Equilibre entre spécialisation et diversification, succession des blockbusters et rémunération de l’innovation placent la barre très haut pour les industriels.

Quels sont les principaux défis auxquels est confrontée l’industrie pharmaceutique mondiale en ce début 2018 ? La publication égrenée au cours des précédentes semaines des résultats 2017 des grands groupes et l’exercice d’actualisation de la stratégie qui les accompagne propose une image instantanée de la situation du secteur.

Première constatation : la spécialisation dans un domaine thérapeutique dont on devient le champion incontournable peut être dangereuse. N’est pas Roche qui veut en cancérologie.

« L’américain BMS, qui s’est progressivement recentré sur le cancer, est aujourd’hui à la merci des performances de son produits phare, l’Opdivo, comme l’a montré la perte de 20 % de sa valeur en Bourse à la suite d’un échec dans le cancer du poumon », observe un ancien dirigeant de l’industrie.

Idem pour Novo Nordisk. Tout roi du diabète qu’il était, le danois a vu ses ventes stagner en 2017 en raison de la reconfiguration de ce marché. D’où sa volonté d’élargir ses activités à des domaines connexes, comme l’obésité ou la NASH (une maladie du foie). Et son intérêt renouvelé pour l’hémophilie.

Lendemains difficiles

Autre incontournable pour les laboratoires : les blockbusters. D’abord source de prospérité, ils deviennent ensuite un problème lorsque les brevets tombent dans le domaine public.  Les traitements curatifs contre l’hépatite C (9 milliards de dollars de ventes pour le Harvoni en 2016) ont ainsi propulsé Gilead, une entreprise de taille moyenne, dans la cour des grands, mais avec maintenant l’obligation de leur trouver des successeurs aussi brillants.

Idem des produits comme Humira (16 milliards de dollars de ventes en 2016), Enbrel (8,9 milliards de dollars en 2016) ou encore Lantus (6 milliards de dollars en 2016) qui provoquent des lendemains de fête difficiles.

La fonte du chiffre d’affaires d’AstraZeneca (son redémarrage est attendu en 2018) après la perte des brevets de Crestor, Nexium et Seroquel a failli lui coûter son indépendance face à Pfizer.  Que Sanofi ait pu amortir le choc de la perte de brevet de Lantus (avec des ventes quasiment stables en 2017) est déjà une performance en soi.

Rapatrier des avoirs

Générer des blockbusters de façon régulière suppose un instrument de R&D extrêmement puissant. Mais cela peut aussi s’acheter.

« Beaucoup de groupes pharmaceutiques, cherchent à acheter le prochain blockbuster avec d’autant plus d’énergie que leurs brevets se rapprochent de l’échéance », observe Ben McLaughlin, président du groupe Global Healthcare Industry du cabinet d’avocats d’affaires Baker McKenzie.

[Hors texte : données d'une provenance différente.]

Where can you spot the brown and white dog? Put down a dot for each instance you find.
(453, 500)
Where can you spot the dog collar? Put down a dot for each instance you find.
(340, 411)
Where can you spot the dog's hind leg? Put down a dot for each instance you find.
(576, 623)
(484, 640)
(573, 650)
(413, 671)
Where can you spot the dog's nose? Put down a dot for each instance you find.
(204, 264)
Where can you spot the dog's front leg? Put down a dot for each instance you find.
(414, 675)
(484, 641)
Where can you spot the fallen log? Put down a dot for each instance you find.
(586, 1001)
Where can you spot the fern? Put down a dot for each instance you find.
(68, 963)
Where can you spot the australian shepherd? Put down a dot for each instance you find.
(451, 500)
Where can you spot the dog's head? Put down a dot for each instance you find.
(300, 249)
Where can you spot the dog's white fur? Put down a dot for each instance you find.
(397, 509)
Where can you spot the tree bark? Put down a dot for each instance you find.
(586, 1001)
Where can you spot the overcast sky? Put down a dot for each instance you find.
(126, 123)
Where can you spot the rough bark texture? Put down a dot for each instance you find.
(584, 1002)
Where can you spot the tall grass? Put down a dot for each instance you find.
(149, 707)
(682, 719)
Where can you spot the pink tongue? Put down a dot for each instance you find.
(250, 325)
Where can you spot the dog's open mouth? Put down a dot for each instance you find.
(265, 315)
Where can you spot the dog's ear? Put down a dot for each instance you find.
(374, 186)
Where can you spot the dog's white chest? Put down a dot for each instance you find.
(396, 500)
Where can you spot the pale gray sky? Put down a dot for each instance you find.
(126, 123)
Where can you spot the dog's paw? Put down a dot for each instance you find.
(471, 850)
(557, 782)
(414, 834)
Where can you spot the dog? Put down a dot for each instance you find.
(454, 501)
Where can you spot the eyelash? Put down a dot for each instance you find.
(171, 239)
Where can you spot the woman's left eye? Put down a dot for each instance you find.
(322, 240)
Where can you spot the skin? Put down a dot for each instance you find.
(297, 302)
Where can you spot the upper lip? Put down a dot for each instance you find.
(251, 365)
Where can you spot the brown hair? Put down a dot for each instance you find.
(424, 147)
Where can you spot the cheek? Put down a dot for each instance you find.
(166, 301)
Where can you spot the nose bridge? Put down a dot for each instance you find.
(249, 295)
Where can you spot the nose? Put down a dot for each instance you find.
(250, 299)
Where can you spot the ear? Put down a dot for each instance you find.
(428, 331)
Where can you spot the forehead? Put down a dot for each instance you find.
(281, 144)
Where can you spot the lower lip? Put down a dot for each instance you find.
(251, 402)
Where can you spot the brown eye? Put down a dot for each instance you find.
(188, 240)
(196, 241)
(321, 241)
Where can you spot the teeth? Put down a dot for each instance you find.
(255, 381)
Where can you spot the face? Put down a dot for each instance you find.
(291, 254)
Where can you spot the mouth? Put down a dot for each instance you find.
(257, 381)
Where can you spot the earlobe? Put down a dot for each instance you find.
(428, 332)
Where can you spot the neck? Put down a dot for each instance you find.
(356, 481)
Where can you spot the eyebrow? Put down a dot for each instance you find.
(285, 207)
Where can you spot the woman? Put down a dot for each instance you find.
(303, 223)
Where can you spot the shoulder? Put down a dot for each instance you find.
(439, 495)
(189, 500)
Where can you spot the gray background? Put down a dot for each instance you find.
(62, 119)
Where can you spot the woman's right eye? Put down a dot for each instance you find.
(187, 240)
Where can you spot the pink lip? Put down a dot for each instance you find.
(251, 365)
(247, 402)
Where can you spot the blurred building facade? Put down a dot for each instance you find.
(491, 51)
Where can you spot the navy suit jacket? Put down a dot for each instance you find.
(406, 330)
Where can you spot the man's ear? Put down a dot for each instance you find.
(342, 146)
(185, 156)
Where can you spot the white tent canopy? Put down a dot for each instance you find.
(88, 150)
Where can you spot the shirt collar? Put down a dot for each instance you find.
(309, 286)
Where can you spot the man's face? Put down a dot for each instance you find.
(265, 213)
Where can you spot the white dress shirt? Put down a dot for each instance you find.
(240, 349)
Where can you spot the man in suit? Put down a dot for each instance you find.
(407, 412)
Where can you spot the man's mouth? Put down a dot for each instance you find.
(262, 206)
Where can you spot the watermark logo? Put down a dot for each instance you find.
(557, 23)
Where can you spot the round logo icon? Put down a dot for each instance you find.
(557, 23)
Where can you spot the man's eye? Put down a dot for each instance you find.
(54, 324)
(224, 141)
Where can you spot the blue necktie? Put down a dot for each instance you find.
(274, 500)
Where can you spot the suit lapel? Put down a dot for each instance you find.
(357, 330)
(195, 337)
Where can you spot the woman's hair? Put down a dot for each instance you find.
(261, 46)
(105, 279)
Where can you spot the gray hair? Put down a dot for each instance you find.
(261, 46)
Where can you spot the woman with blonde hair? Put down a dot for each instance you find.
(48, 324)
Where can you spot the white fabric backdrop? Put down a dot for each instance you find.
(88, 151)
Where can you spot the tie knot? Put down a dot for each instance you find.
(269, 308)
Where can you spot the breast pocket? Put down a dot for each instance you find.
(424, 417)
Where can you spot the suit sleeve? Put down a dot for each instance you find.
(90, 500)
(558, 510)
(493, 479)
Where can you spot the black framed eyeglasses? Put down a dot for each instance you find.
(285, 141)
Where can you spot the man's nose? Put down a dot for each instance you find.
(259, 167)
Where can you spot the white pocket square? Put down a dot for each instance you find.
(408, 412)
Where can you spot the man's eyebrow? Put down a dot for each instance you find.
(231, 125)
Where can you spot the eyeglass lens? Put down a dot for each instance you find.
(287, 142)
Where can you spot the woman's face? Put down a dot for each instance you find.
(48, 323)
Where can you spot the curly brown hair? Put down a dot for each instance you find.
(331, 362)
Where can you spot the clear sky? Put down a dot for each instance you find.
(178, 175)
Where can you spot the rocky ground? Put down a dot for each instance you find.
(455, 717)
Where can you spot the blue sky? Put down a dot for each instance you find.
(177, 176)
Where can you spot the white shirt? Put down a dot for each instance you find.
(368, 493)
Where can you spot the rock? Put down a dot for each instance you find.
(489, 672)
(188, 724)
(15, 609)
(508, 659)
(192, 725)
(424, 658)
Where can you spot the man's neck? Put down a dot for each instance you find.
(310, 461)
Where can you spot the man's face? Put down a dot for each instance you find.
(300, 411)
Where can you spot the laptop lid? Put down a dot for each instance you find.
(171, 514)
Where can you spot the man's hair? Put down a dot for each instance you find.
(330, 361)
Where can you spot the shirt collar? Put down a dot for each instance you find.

Les cibles privilégiées sont des biotech avec des produits proches du marché, dans la droite ligne de ce qu’ont fait Gilead avec Kite ou Celgene avec Juno. Ce mouvement devrait s’accélérer en 2018, selon Baker McKenzie, et pousser les valorisations à la hausse, un phénomène encore amplifié par la réforme fiscale américaine qui permet à de nombreux laboratoires américains de rapatrier des avoirs. Le cabinet d’avocats estime ainsi que le montant des fusions-acquisitions devrait croître de 50 %, de 277 milliards en 2017 à 418 milliards de dollars.

Nouveau mécanisme

Mais le mouvement pourrait concerner des activités entières – Pfizer et l’allemand Merck envisagent de céder leur automédication et Lilly sa santé animale. Beaucoup s’attendent aussi à ce que Pfizer, fort de la logique financière qui guide sa stratégie, lance une grosse opération. Parmi les proies envisagées par les analystes, BMS mais aussi Biogen.

Enfin, la qualité de la R&D ne garantit plus à elle seule le succès d’un médicament. Il faut aussi que l’innovation soit correctement rémunérée.

« Or, on observe une forte pression sur les prix qui résulte à la fois de l’action des payeurs et de la concurrence, estime Hervé Ronin, associé chez Bryan Garnier. A l’heure de la recherche mondialisée, personne ne peut plus développer un médicament à l’abri des regards. »

Un nouveau mécanisme d’action inspire souvent d’autres laboratoires quasi simultanément : les nouveaux produits contre le cholestérol anti-PCSK9 de Sanofi et d’Amgen ont ainsi été autorisés presque au même moment. Idem pour les anti-PD1-PDL1 (Opdivo, Keytruda) ou les CART (Novartis, Kite).

« Aujourd’hui, les rentes de situation ne durent pas plus de quelques semaines à quelques mois », conclut Hervé Ronin.